This kind of exponential decay toward "equilibrium" can be derived when one looks at a Markov process. In this case, if we call $S_t$ the state of the system at time $t$ and $S_{t+1}$ the state at time $t+1$, one has for the evolution:

$S_{t+1} = T S_t $

where $T$ is called the transition matrix. This implies that $S_t = T^t S_0$. The idea is then to introduce the set of eigenstates $E_i$ such that $T E_i = \lambda_i E_i$. The set of $\{E_i\}_{i=1...}$ is a mathematical set of vectors and they need not always corresponds to a probability state.

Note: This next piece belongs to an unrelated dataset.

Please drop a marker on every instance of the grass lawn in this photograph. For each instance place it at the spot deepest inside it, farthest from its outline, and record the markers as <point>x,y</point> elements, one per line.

In fact, since the solution is unique for any given $S_0$ it implies that there can only be one probability state such that $T E_p = E_p$ i.e. such that $\lambda_p = 1$. Now, starting from any state $S_0 = \sum_i S_i^0 E_i$, one has then $S_t = \sum_i S_i^0 \lambda_i^t E_i = S_{eq} + \sum_{i \neq p} S_i^0 \lambda_i^t E_i$. $T$ is a positive definite matrix and in spectral theory, one can show that $\lambda_p = 1$ is the heighest eigenvalue, it therefore means all other eigenvalues are smaller than $1$. Let us call $\lambda_2$ the second highest eigenvalue of $T$, we then have:

$S_t-S_{eq} \approx S_2^0 \lambda_2^t \approx S_2^0 e^{t \ln \lambda_2} \sim e^{-t/\tau_2}$

where $\tau_2 = -1/\ln \lambda_2$. $\hspace{0cm}$

At the end of the day the idea is that the initial state can be projected on eigenstates among which only one is physical and happens to have the highest eignevalue of value 1, this one corresponds to the equilibrium state.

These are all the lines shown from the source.